What is SSH port forwarding?

ssh -L
SSH port forwarding is a mechanism in SSH for tunneling application ports from the client machine to the server machine, or vice versa. It can be used for adding encryption to legacy applications, going through firewalls, and some system administrators and IT professionals use it for opening backdoors into the internal network from their home machines. It can also be abused by hackers and malware to open access from the Internet to the internal network.

What is the difference between local and remote port forwarding?

Local forwarding is used to forward a port from the client machine to the server machine. Basically, the SSH client listens for connections on a configured port, and when it receives a connection, it tunnels the connection to an SSH server. The server connects to a configurated destination port, possibly on a different machine than the SSH server.

Typical uses for local port forwarding include:

  • Tunneling sessions and file transfers through jump servers
  • Connecting to a service on an internal network from the outside
  • Connecting to a remote file share over the Internet

Remote Forwarding: (-R option)
ssh -R 8080:localhost:80

This allows anyone on the remote server to connect to TCP port 8080 on the remote server. The connection will then be tunneled back to the client host, and the client then makes a TCP connection to port 80 on localhost. Any other host name or IP address could be used instead of localhost to specify the host to connect to.
This particular example would be useful for giving someone on the outside access to an internal web server.

What are the steps to add a user to a system without using useradd/adduser?

  • Edit /etc/passwd with vipw and add a new line for the new account.
  • edit /etc/group with vigr
  • Create the home directory of the user with mkdir.
  • Copy the files from /etc/skel to the new home directory.
  • Fix ownerships and permissions with chown and chmod.
  • Set the password with passwd.

What is MAJOR and MINOR numbers of special files?

The Linux kernel represents character and block devices as pairs of numbers major:minor
Some major numbers are reserved for particular device drivers. Other major numbers are dynamically assigned to a device driver when Linux boots. For example, major number 94 is always the major number for DASD devices while the device driver for channel-attached tape devices has no fixed major number. A major number can also be shared by multiple device drivers. See /proc/devices to find out how major numbers are assigned on a running Linux instance.

The device driver uses the minor number to distinguish individual physical or logical devices. For example, the DASD device driver assigns four minor numbers to each DASD: one to the DASD as a whole and the other three for up to three partitions.

Device drivers assign device names to their devices, according to a device driver-specific naming scheme. Each device name is associated with a minor number.
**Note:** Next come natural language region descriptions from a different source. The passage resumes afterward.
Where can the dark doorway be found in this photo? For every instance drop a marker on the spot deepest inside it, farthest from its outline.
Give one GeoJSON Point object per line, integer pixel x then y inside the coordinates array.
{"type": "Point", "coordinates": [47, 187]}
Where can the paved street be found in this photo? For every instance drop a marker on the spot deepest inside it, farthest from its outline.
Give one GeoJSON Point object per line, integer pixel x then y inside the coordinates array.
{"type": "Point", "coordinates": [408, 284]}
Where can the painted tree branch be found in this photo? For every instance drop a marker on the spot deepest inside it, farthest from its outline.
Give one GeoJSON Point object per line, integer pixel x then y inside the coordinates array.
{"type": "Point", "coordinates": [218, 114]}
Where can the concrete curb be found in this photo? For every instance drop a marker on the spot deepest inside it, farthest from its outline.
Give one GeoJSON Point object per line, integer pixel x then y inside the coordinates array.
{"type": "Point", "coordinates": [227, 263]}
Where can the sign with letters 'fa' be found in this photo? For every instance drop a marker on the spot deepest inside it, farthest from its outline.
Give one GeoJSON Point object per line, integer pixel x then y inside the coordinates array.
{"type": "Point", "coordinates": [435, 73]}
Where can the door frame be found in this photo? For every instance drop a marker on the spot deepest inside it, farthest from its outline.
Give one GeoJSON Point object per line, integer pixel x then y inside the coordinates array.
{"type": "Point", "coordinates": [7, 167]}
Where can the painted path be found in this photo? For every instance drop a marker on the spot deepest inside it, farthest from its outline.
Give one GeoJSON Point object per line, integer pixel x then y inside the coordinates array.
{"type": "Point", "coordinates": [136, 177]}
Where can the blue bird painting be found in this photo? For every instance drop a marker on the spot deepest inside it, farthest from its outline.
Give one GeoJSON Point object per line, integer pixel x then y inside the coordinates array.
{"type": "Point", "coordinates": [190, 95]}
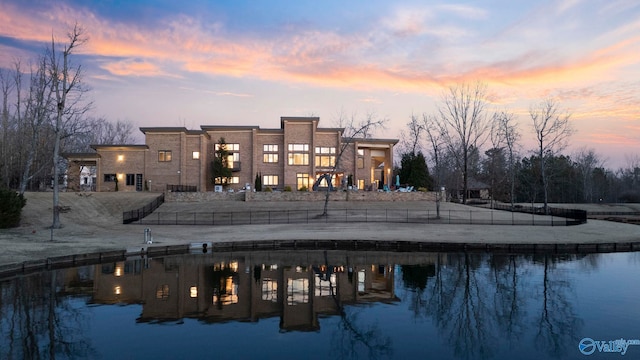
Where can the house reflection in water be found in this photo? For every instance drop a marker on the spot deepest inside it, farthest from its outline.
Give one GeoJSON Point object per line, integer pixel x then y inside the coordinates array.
{"type": "Point", "coordinates": [219, 287]}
Describe the mknod command and when you'd use it.

mknod - make block or character special files, Create the special file NAME of the given TYPE.
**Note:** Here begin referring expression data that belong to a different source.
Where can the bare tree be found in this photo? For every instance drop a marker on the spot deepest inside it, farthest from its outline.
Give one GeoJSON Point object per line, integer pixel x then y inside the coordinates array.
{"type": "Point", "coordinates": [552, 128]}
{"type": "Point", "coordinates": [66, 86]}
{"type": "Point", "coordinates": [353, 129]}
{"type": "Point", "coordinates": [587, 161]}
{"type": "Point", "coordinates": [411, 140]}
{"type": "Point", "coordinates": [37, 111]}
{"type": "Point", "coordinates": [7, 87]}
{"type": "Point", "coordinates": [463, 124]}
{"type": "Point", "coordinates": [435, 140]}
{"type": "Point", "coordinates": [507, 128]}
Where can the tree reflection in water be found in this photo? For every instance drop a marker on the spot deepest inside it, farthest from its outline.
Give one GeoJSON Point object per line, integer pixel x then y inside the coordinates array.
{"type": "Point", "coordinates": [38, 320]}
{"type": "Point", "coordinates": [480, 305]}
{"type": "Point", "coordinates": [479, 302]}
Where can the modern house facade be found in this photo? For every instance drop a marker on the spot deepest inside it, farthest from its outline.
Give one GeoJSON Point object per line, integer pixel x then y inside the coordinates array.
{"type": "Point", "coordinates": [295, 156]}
Describe a scenario when you get a "filesystem is full" error, but 'df' shows there is free space.

  • may be out of i-nodes (df -i)
  • may be space taken up by files that have been deleted, but are still open (lsof -nP | grep '(deleted)')
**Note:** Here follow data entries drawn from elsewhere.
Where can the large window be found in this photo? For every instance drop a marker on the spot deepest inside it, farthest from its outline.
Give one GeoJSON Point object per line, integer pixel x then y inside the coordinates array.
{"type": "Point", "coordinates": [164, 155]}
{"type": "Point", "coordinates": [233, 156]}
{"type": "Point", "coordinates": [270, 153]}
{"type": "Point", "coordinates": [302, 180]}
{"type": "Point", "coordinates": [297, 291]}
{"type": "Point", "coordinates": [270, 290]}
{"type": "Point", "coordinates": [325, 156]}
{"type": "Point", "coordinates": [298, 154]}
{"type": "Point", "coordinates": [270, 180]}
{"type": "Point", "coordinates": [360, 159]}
Describe a scenario when deleting a file, but 'df' not showing the space being freed.

files still open:

  • lsof /tmp | grep deleted | sort -n -k7 -r
  • lsof -nP | grep '(deleted)'

Describe how 'ps' works.

ps command works by reading files in the proc filesystem. The directory /proc/PID contains various files that provide information about process PID. The content of these files is generated on the fly by the kernel when a process reads them.